Jack Coote Revised by Paul Gelder
This is a hugely important book that should be in any personal or organizational (e.g. sail training program) library. It is organized into the following parts: weather (and waves), faulty navigation (poor thinking), failure of gear or rigging, failure of ground tackle or mooring lines, collision (think submerged free floating shipping container), fire or explosion, and towing mishaps.
While some of the short stories go back to years before modern electronics, the fact is that modern electronics can fail (and be wrong or not updated even when working). Each vignette ends with a lessons learned summary.
Here is what I pulled from the book:
Bad — really bad — stuff happens even when you have done everything right. Plan for and practice for the worst case. When its catastrophic and not your fault, get over the guilt and move on.
– Weather. Freak weather and freak waves happen. Assume dismasting. Assume loss of steering. Assume capsizing and need to cut access hatch. Assume loss of antennas and installed electronics. Assume broken bilge pumps clogged by tin can labels and such. Now what? Have answers.
– Navigation. When in doubt stand off. Do the azimuths and the chart work. Do not approach at night where there is any doubt. Have someone up the mast (or a webcam?) in hazardous reef areas.
– Rigging/Gear Safety. Stays will snap, double stays are nice, know what’s beneath the surface (“10mm” mounts could be on top of 6mm threads). Have the lifeboard accessible and where it won’t be holed by pieces of mast flailing about. Think about batteries and bilge pumps and portable options. New batteries for all hand-held emergency beacons and radios. Flourescent strom sails. Consider a flourescent deck or at least foredeck.
– Mooring/Ground Tackle. Corral reefs can cut through steel chains. This I did not know. The right amount of weather stress can snap chains and rip cable mounts off the boat.
Surface Radar/Alarm. They are expensive, but there is so much hazardous debris out there (and pirates when anchored) it might be worth thinking about sonar and surface radar, and if in a fleet, at least one boat so equipped. The whales I could understand — free-floating mostly submerged containers now scare me.
Fire Avoidance. Will your fire extinguishers actually work in gale conditions? May be a bridge too far but a useful standard by which to test and buy.
Towing. This is hazardous. I had no idea. Some very useful lessons learned, it is a class by itself, including techniques for using deployed anchor as base for your end of the tow line, trailing a drogue to avoid over-running the tow line, weighting the middle of the tow line, having the two line be long enough for multiple waves. Stuff I never learned.

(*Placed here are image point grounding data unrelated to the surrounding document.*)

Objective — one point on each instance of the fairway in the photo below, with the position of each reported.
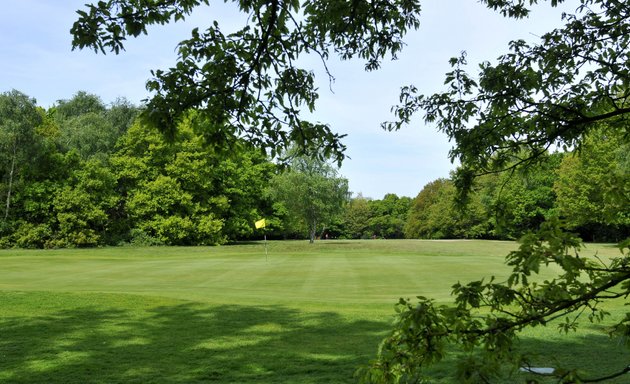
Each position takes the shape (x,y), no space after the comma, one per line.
(231,314)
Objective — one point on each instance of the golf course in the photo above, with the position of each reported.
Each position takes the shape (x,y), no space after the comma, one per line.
(290,312)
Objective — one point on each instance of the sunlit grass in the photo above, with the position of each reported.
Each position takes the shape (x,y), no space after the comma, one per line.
(300,314)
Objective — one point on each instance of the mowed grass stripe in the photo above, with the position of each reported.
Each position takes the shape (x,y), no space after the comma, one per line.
(303,314)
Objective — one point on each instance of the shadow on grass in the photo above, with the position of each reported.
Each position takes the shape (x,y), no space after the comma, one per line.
(594,355)
(185,343)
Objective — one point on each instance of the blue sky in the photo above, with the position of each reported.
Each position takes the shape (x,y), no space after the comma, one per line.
(36,58)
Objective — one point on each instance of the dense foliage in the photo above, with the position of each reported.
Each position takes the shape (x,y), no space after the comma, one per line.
(565,91)
(95,175)
(311,194)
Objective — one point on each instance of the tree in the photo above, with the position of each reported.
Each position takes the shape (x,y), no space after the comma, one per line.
(389,215)
(556,92)
(184,192)
(356,217)
(247,83)
(19,119)
(88,126)
(507,117)
(312,193)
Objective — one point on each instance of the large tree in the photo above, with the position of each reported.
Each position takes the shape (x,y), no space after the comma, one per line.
(506,117)
(536,96)
(312,193)
(19,119)
(248,83)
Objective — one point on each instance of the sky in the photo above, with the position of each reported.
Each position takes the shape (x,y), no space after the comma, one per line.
(36,58)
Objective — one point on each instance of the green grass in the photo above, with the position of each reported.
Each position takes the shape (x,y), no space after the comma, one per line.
(303,314)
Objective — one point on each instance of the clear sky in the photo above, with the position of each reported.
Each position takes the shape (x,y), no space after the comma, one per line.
(36,59)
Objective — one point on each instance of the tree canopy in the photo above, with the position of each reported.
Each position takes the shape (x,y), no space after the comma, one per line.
(248,83)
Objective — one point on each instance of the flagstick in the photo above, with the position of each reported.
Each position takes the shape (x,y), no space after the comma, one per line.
(266,257)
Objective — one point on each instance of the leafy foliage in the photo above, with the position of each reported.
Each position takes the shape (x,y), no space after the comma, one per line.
(555,93)
(312,193)
(247,83)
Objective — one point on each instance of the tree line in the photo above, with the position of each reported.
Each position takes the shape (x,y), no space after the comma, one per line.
(83,173)
(580,187)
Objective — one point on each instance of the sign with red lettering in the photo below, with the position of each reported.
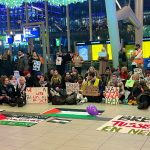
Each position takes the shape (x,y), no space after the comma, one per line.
(128,124)
(112,95)
(37,95)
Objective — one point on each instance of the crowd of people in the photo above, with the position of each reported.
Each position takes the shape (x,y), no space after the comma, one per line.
(13,86)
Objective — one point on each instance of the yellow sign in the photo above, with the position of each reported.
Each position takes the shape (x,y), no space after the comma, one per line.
(146,49)
(95,51)
(109,50)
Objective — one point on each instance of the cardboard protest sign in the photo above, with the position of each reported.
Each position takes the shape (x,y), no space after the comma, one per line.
(21,120)
(37,95)
(72,87)
(139,71)
(91,91)
(16,74)
(128,124)
(112,95)
(36,65)
(102,54)
(58,60)
(129,83)
(148,84)
(59,120)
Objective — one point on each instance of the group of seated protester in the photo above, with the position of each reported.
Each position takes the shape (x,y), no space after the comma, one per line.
(13,91)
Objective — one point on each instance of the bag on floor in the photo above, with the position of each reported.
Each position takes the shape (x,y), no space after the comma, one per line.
(58,100)
(72,99)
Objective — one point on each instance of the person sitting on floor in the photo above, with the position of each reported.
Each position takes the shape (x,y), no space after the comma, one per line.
(56,81)
(124,74)
(7,93)
(92,80)
(21,92)
(116,82)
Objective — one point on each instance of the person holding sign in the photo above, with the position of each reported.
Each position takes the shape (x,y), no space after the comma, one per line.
(92,88)
(77,61)
(43,83)
(36,63)
(116,82)
(137,57)
(103,58)
(21,92)
(7,93)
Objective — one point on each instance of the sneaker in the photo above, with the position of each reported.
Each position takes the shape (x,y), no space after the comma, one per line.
(12,104)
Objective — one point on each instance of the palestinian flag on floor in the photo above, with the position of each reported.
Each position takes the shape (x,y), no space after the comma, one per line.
(69,113)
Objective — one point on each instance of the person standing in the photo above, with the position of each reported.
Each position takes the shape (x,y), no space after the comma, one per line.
(77,61)
(60,63)
(137,57)
(123,61)
(6,64)
(21,63)
(103,58)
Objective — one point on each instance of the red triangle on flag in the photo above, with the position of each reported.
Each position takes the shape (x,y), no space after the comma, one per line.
(52,111)
(2,117)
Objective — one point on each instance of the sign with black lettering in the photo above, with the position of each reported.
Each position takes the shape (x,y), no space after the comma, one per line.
(128,124)
(36,65)
(37,95)
(112,95)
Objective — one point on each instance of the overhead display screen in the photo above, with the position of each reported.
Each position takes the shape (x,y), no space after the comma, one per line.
(83,52)
(109,50)
(96,49)
(31,32)
(146,49)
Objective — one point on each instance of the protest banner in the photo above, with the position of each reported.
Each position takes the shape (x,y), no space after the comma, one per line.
(58,61)
(129,83)
(36,65)
(37,95)
(128,124)
(72,87)
(16,74)
(139,71)
(91,91)
(112,95)
(24,120)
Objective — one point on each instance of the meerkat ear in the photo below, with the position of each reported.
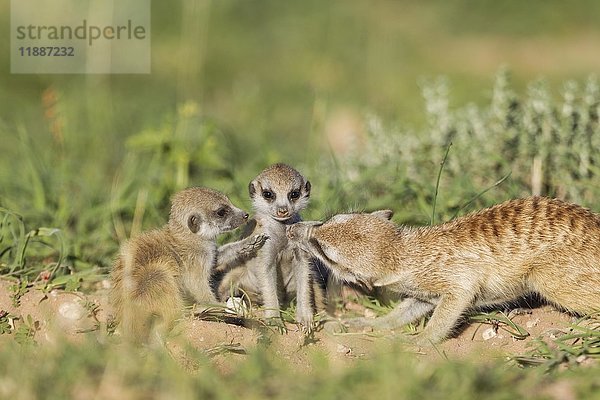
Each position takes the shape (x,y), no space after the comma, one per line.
(194,222)
(383,214)
(252,189)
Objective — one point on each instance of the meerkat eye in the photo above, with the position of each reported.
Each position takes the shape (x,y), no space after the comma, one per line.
(294,195)
(268,195)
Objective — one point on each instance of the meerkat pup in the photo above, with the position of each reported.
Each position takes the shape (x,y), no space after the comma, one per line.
(278,195)
(533,245)
(158,272)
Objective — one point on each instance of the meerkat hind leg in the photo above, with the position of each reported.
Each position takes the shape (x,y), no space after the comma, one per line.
(444,318)
(232,255)
(407,311)
(304,294)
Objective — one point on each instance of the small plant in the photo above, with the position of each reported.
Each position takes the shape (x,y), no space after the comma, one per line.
(6,322)
(580,343)
(25,332)
(18,290)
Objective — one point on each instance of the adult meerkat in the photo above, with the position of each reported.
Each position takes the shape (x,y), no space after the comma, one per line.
(533,245)
(278,195)
(158,272)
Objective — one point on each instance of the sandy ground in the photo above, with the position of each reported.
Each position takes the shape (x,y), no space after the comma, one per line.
(70,314)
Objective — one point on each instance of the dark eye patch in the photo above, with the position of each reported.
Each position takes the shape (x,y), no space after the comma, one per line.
(268,195)
(294,195)
(194,222)
(223,211)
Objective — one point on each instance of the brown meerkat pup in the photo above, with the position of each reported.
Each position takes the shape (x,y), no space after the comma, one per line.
(158,272)
(278,195)
(533,245)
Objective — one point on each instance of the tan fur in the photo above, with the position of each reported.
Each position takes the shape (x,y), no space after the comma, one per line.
(279,272)
(534,245)
(158,272)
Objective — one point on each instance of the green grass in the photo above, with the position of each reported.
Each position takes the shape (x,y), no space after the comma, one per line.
(108,371)
(88,161)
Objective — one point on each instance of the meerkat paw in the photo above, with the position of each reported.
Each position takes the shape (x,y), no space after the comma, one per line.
(305,319)
(277,323)
(254,243)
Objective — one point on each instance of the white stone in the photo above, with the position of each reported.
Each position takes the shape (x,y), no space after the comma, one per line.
(532,323)
(489,333)
(71,311)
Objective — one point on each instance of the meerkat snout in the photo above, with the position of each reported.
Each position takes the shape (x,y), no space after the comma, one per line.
(301,230)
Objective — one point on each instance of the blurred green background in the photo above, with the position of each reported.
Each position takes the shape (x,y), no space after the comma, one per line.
(237,85)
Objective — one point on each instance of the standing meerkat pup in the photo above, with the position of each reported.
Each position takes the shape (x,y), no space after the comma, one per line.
(278,195)
(160,271)
(534,245)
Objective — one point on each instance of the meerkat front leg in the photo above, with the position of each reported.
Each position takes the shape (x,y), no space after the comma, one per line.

Damage Control Mind-Set. What will it take? Where are the tools? What is the sequence of events? Was the sailing plan filed on both end? Did you do a PAN PAN when you could?
Grag Bags. Passport, credit cards, car keys, knife, light, personal EPIRB properly registered
Short Trips. No difference — be as ready as if you were crossing the Atlantic.
This is a precious book, most useful, a fine substitute for learning the hard way through mishap and having to abandon ship. Highly recommended.